After three years in prison, Enrique returns home to the Bronx to find the world he had known has changed. His wife, Angela, struggles to hide an emotional affair, and his teenage son, Michael, explores a sexual transformation well beyond Enrique’s grasp and understanding. Unable to accept his child, Enrique clings to his masculine ideals while Angela attempts to hold the family together by protecting Michael. Still under the watchful eye of his parole officer, Enrique must become the father he needs to be, or once again risk losing his family and freedom.
The festival will continue tomorrow night with Mosquita Y Mari, a coming-of- age tale that follows a pair of Latina teens who fall gradually in love against the backdrop of Southeast Los Angeles.
When straight A student Yolanda — aka Mosquita (Fenessa Pineda) — decides to help struggling tough girl Mari (Venecia Troncoso) with her homework, an intense attraction evolves between the two. As their friendship grows, a yearning to explore their strange yet beautiful connection surfaces. Lost in their private world of unspoken affection, lingering gazes, and heartfelt confessions of uncertain futures, Yolanda’s grades begin to slip while Mari’s focus drifts away from her duties at a new job.

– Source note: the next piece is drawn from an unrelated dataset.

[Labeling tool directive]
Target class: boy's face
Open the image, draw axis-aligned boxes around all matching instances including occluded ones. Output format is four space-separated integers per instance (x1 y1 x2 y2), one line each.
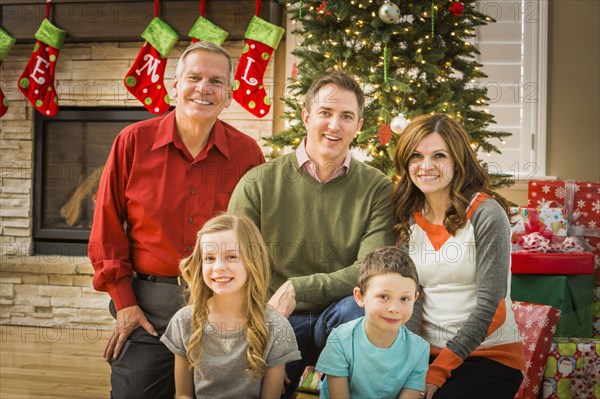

Mounting pressures at home collide with their new-found desires, thus driving Yolanda and Mari’s relationship to the edge, forcing them to choose between their obligations to others and staying true to each other.
On Tuesday night, the festival continues with “Fagbug”, an 83-minute documentary. On the 11th Annual National Day of Silence, Erin Davies was victim to a hate crime in Albany, New York. Because of sporting a rainbow sticker on her VW Beetle, Erin’s car was vandalized, left with the words “fag” and “u r gay” placed on the driver’s side window and hood of her car. Despite initial shock and embarrassment, Erin decided to embrace what happened by leaving the graffiti on her car. She took her car, now known worldwide as the “fagbug”, on a 58-day trip around the United States and Canada. Along the way, Erin discovered other more serious hate crimes, had people attempt to remove the graffiti, and experimented with having a male drive her car. After driving the fagbug for one year, Erin decided to give her car a makeover.
The film-fest is being held at the Sidewalk Cafe on Middle Street, Georgetown at 7pm each Sunday, Monday and Tuesday in June. All films are for mature audiences, namely, persons 18 years and older.